Matt Juszczak matt at atopia.net
Sun Apr 3 23:37:04 EDT 2011


To sum up my response to Mike, this is why I'm a big believer in Software as a Service (SaaS). Built it once, sell to many. 


-----Original Message-----
From: Michael B Allen <ioplex at gmail.com>
Sender: talk-bounces at lists.nyphp.org
Date: Sun, 3 Apr 2011 23:30:01 
To: NYPHP Talk<talk at lists.nyphp.org>
Reply-To: NYPHP Talk <talk at lists.nyphp.org>
Subject: Re: [nycphp-talk] Pricing a PHP product

On Sat, Apr 2, 2011 at 3:55 PM, Anthony Papillion <papillion at gmail.com> wrote:
> So since the topic of what to charge per hour seems to be being
> vigoriously discussed, I thought I'd throw something out there that's
> bugged me for a while.
>
> How to price a PHP product.
>
> I'm starting my third PHP product (an appointment reminder for a
> software system I wrote) and I'm having a lot of problems coming up
> with a price. I don't want to set it too low, like I seem to have done
> with my rates, but I don't want to over price it either.
>
> The system is straight PHP, JavaScript, JQuery, and HTML, so it's not
> anything terribly complex but it does provider a nice extension to the
> existing software.
>
> What is the best way to price such software?

Hi Anthony,

This is impossible to answer without intimate knowledge of the product
(and I apologize in advance for saying I don't care to know).

But if the M/O of the product is your typical business application
running as an HTTP service accessed by potentially many clients, then
the low end would probably be around $500 USD. That's about what it
takes to cover the costs of just helping people get setup and
collecting payment. If the product is a little side component like a
plugin for something then you might make it less but your margins in
this case are going to be poor. If you're app is something small and
you're thinking about a price like $100 or less, don't waste your
time. You need to write something that is useful enough to reach that
$500 range. If the application is really good and solves an important
business need, it is not unreasonable to charge $10,000 or an annual
fee of $1500 or so (but my guess is that you're not in this upper
range because it would probably be something that requires a
significant amount of man hours in which case you would have one
product and not three). Again it really depends a lot on what the
product does and how well it does it. If your software is really good
at something, customers will gladly buy it and they will not care much
if it's $200 or $500. Most developers / operators are not paying for
this stuff themselves. They're just doing an evaluation and submitting
a purchase order. You have to get to about $1000 before someone is
going to ask "why?".

And of course customers are going to expect a trial package that
doesn't cost anything. And customers demand options. You must have a
trial version that costs $0. And even after the trial expires I
recommend leaving that installation functional in some limited way. Of
course you can also have a version limited to a certain number of
users say for $300 as opposed to a "platinum" version for $600 or
whatever. I provide a lot of pricing options. I have a separate
"confidential" document for each product that I attach to every sales
email query which describes all of the pricing options about
discounts, the cost of versions limited to a certain number of users,
reseller conditions and so on. You can make a lot more money if the
options are structured well. For example, I have a simple formula (and
corresponding easy to read price table) that increases the discount as
the number of installations goes up. I think this scheme alone has
accounted for significantly larger invoice prices.
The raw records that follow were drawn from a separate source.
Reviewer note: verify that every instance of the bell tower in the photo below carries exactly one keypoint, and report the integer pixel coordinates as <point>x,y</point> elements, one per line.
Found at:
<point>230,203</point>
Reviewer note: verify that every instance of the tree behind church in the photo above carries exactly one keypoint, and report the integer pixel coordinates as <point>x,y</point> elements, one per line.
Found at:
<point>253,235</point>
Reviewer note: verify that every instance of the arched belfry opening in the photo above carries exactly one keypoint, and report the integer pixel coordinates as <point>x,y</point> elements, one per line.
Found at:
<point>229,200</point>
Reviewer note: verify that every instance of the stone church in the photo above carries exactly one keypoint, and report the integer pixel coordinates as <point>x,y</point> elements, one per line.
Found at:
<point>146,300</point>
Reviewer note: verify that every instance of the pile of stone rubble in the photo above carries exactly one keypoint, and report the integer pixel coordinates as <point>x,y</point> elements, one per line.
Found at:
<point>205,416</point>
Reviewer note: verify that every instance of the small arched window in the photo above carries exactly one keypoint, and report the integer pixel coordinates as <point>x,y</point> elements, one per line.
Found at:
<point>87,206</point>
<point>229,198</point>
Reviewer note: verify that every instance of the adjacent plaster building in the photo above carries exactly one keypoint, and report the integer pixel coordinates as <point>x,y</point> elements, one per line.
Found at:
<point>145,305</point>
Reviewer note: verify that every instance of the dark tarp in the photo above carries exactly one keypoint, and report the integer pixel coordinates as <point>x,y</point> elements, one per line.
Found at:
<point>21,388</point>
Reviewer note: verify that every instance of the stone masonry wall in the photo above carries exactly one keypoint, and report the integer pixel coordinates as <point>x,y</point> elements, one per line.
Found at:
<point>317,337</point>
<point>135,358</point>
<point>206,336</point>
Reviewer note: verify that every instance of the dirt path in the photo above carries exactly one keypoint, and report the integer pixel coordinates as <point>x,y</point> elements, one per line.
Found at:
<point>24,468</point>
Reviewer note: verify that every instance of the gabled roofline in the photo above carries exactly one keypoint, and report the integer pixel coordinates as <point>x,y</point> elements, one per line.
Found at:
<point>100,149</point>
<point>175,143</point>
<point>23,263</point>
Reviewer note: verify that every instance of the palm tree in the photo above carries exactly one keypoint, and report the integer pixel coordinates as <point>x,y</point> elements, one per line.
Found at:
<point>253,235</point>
Another thing you can do is to make the debut price less than the
ultimate target price to leave room for increases. After a few months
when you have a better idea of who the customer's are, what they want
and the product has matured a little, you can decide to go higher
depending on the software's popularity, the economy, etc. Then when
you do a major revision 2 years later maybe you increase again.